Y.X. Ma ‡, D.K. Jin ‡, H.D. Shi *, R. Li, Y.T. Niu, Y.Y. Xu, C. Dong, Y.Y. Liu, R. Yang, G.M. Zhong, C.Y. Wang, Z.Z. Zhang, Z.Q. Peng and Z.-S. Wu *

ACS Energy Letters, 2025, 10.

DOI: 10.1021/acsenergylett.4c03115 [PDF]

Li6PS5I based solid-state electrolytes (SSEs) show promising interface compatibility for all-solid-state batteries (ASSBs), but still suffer from limited ionic conductivity. Herein, a superionic conductor lithium argyrodite sulfide, Li7-x(GeSi)(1-x)/2SbxS5I, was developed by multi-cation substitution of Ge, Si, and Sb for P, increasing configurational entropy of the Li6PS5I. This approach enhanced Li+ content and anion site disorder, leading to a low activation energy of 0.17 eV for Li+ migration, and consequently a high cold-pressed ionic conductivity of 12.7 mS cm-1, and a record value of 32.2 mS cm-1 after hot-pressing.
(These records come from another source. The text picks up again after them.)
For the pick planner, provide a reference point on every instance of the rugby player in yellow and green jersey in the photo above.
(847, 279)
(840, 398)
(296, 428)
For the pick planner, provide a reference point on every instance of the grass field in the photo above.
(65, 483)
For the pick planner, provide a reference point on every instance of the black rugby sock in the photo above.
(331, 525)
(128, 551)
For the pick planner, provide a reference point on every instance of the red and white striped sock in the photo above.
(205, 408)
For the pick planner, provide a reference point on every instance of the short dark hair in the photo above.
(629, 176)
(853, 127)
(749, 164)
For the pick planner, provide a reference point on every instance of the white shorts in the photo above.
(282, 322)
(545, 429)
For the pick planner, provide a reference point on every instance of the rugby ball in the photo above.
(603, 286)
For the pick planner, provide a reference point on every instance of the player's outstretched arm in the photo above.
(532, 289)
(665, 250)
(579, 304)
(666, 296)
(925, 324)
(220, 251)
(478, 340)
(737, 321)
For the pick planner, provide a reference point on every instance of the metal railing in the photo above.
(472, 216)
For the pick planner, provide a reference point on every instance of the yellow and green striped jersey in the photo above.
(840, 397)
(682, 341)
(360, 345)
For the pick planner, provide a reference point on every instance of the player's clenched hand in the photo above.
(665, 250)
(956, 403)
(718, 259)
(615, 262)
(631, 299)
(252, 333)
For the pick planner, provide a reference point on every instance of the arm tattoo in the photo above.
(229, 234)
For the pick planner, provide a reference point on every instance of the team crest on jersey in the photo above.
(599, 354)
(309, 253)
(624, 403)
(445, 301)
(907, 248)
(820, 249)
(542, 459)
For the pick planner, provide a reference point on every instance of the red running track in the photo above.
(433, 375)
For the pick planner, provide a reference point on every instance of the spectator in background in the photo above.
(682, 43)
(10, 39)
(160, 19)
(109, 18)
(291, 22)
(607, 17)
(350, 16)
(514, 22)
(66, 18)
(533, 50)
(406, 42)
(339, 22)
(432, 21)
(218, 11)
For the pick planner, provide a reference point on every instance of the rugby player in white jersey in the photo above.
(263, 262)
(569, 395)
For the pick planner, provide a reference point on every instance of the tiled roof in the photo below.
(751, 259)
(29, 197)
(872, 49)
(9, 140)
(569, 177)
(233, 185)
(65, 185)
When incorporating Li3InCl6 as the catholyte and interlayer, the LiNi0.8Co0.1Mn0.1O2@Li3InCl6|Li3InCl6|Li20/3(GeSiSb)1/3S5I|Li-In ASSBs exhibited a high capacity of 219 mAh g-1 at 0.1 C, and a notable capacity of 135 mAh g-1 with 84.4% retention at 1 C after 550 cycles. Our ASSBs attained stable cycling across -20 to 60 °C, and operated well at an ultrahigh cathode loading of 100 mg cm-2. These findings advance sulfide SSEs in high-performance and wide-temperature ASSBs.